Matt Evingson and Justin Martin ride a section of the Duluth Traverse mountain bike trail. (Photo courtesy Adam Sundberg)

Last year the Cyclists of Gitchee Gumee Shores (COGGS) opened five miles of new trails. This year the group plans to open 20 additional miles by July, said COGGS Chair Adam Sundberg, a chiropractor in West Duluth.

But the trails are expensive to build; as much as $40,000 per mile if built by a professional trail contractor, which the group has to hire to qualify for state and federal grants.

COGGS has received a $250,000 state Legacy Fund grant, a $150,000 federal recreational trails grant, and gets $100,000 annually from the City of Duluth. That local investment is part of a larger strategy embraced by Duluth Mayor Don Ness to build trails and other outdoor quality of life amenities designed to lure young, educated professionals.

COGGS also just received a $30,000 matching grant for its upcoming fundraising gala from Duluth company Loll Designs to hire a larger local trail crew.

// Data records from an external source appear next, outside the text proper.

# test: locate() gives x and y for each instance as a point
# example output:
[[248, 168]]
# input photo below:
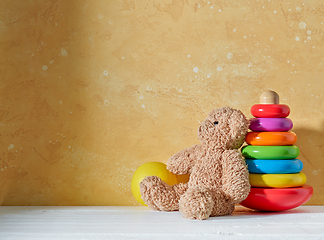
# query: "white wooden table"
[[143, 223]]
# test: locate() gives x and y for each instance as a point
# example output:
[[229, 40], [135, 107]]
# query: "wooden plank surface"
[[305, 222]]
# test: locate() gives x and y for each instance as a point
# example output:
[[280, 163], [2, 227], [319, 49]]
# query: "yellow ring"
[[277, 180]]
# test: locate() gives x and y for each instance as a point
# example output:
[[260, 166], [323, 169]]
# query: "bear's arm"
[[183, 161], [235, 177]]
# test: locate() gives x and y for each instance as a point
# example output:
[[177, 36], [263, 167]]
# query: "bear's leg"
[[196, 203], [222, 206], [158, 195]]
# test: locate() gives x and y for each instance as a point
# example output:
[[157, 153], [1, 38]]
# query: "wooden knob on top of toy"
[[269, 97]]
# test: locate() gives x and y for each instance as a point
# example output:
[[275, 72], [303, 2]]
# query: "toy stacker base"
[[277, 199]]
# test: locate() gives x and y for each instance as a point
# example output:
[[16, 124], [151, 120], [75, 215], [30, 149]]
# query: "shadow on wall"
[[311, 145], [43, 104]]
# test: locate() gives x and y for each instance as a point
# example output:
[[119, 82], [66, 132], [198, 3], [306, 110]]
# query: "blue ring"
[[274, 166]]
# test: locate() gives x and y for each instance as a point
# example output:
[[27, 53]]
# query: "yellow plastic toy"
[[154, 169], [277, 180]]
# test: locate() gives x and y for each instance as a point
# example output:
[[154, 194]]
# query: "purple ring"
[[270, 124]]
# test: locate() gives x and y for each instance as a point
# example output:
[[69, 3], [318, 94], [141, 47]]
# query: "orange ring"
[[271, 138]]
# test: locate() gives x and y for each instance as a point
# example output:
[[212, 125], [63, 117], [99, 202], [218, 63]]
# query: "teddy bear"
[[219, 178]]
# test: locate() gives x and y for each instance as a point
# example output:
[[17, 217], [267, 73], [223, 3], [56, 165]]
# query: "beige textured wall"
[[90, 90]]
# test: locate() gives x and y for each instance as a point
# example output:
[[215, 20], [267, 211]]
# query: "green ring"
[[270, 152]]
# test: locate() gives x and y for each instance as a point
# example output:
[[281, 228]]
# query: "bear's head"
[[224, 127]]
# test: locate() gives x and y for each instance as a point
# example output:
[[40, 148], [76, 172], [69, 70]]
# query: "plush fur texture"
[[218, 174]]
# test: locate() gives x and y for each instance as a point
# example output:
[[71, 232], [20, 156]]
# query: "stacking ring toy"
[[274, 166], [270, 110], [270, 124], [277, 180], [270, 152], [276, 199], [271, 138]]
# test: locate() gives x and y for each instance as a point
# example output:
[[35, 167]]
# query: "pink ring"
[[270, 124]]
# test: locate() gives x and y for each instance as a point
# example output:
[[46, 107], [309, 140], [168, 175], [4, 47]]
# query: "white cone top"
[[269, 97]]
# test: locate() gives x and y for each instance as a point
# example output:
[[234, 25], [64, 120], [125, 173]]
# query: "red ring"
[[277, 199], [270, 110]]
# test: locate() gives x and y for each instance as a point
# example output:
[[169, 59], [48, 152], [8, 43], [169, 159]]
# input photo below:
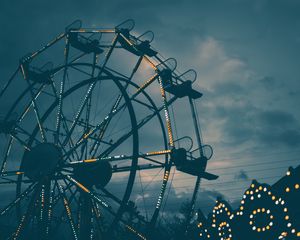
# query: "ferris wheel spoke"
[[18, 199], [139, 125], [62, 90], [37, 113], [20, 141], [8, 149], [122, 157], [45, 207], [97, 216], [96, 145], [65, 125], [89, 91], [25, 219], [34, 97], [21, 130], [68, 211]]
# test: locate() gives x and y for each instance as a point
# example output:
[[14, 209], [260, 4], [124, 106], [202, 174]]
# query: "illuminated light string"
[[262, 193], [203, 231], [221, 220]]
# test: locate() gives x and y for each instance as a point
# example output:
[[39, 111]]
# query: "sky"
[[246, 54]]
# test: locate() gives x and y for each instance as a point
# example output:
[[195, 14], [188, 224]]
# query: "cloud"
[[241, 175]]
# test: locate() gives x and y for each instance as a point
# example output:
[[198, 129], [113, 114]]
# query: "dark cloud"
[[246, 54], [241, 175]]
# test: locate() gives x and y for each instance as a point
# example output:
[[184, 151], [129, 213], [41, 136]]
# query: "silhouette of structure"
[[80, 117]]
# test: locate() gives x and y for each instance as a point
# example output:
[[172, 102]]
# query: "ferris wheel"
[[89, 118]]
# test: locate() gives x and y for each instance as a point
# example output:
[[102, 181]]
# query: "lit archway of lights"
[[264, 213], [222, 220], [291, 188], [203, 230]]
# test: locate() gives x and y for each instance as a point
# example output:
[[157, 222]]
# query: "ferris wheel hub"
[[41, 161]]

At the current pace, Sundberg estimates the entire trail could be completed in five years, at a cost of about $3 million. While Park City, Utah boasts over 100 miles of mountain bike trails, the trails are outside of town. The Duluth Traverse will be a ribbon of trail along the ridge that runs the length of the city.

“Everyone who lives in Duluth is going to be within five minutes of some part of the Duluth Traverse when it’s all done,” said Sundberg. “That’s what’s unpreceneded.”